From: "Steve Wise" <swise-7bPotxP6k4+P2YhJcF5u+vpXobYPEAuW@public.gmane.org>
To: 'Chuck Lever' <chuck.lever-QHcLZuEGTsvQT0dZR+AlfA@public.gmane.org>
Cc: 'Devesh Sharma'
<Devesh.Sharma-iH1Dq9VlAzfQT0dZR+AlfA@public.gmane.org>,
'Shirley Ma' <shirley.ma-QHcLZuEGTsvQT0dZR+AlfA@public.gmane.org>,
"'Hefty,
Sean'" <sean.hefty-ral2JQCrhuEAvxtiuMwx3w@public.gmane.org>,
'Roland Dreier' <roland-BHEL68pLQRGGvPXPguhicg@public.gmane.org>,
linux-rdma-u79uwXL29TY76Z2rM5mHXA@public.gmane.org
Subject: RE: [for-next 1/2] xprtrdma: take reference of rdma provider module
Date: Mon, 21 Jul 2014 10:22:42 -0500 [thread overview]

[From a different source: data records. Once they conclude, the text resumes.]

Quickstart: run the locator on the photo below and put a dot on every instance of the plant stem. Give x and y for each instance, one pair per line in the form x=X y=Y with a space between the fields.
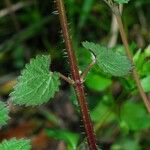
x=129 y=54
x=84 y=74
x=76 y=77
x=70 y=81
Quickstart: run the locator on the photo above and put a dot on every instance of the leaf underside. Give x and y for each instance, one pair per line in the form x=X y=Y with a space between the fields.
x=3 y=114
x=109 y=61
x=14 y=144
x=37 y=84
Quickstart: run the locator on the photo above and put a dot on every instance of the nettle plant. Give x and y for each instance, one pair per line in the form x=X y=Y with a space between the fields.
x=37 y=84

Message-ID: <005e01cfa4f7$9dd4cc80$d97e6580$@opengridcomputing.com> (raw)
In-Reply-To: <D88D1952-83A1-4FF9-B028-AAE7A859A5B1-QHcLZuEGTsvQT0dZR+AlfA@public.gmane.org>
> -----Original Message-----
> From: Chuck Lever [mailto:chuck.lever-QHcLZuEGTsvQT0dZR+AlfA@public.gmane.org]
> Sent: Monday, July 21, 2014 10:21 AM
> To: Steve Wise
> Cc: Devesh Sharma; Shirley Ma; Hefty, Sean; Roland Dreier; linux-rdma-u79uwXL29TY76Z2rM5mHXA@public.gmane.org
> Subject: Re: [for-next 1/2] xprtrdma: take reference of rdma provider module
>
>
> On Jul 21, 2014, at 11:03 AM, Steve Wise <swise-7bPotxP6k4+P2YhJcF5u+vpXobYPEAuW@public.gmane.org> wrote:
>
> >
> >
> >> -----Original Message-----
> >> From: Chuck Lever [mailto:chuck.lever-QHcLZuEGTsvQT0dZR+AlfA@public.gmane.org]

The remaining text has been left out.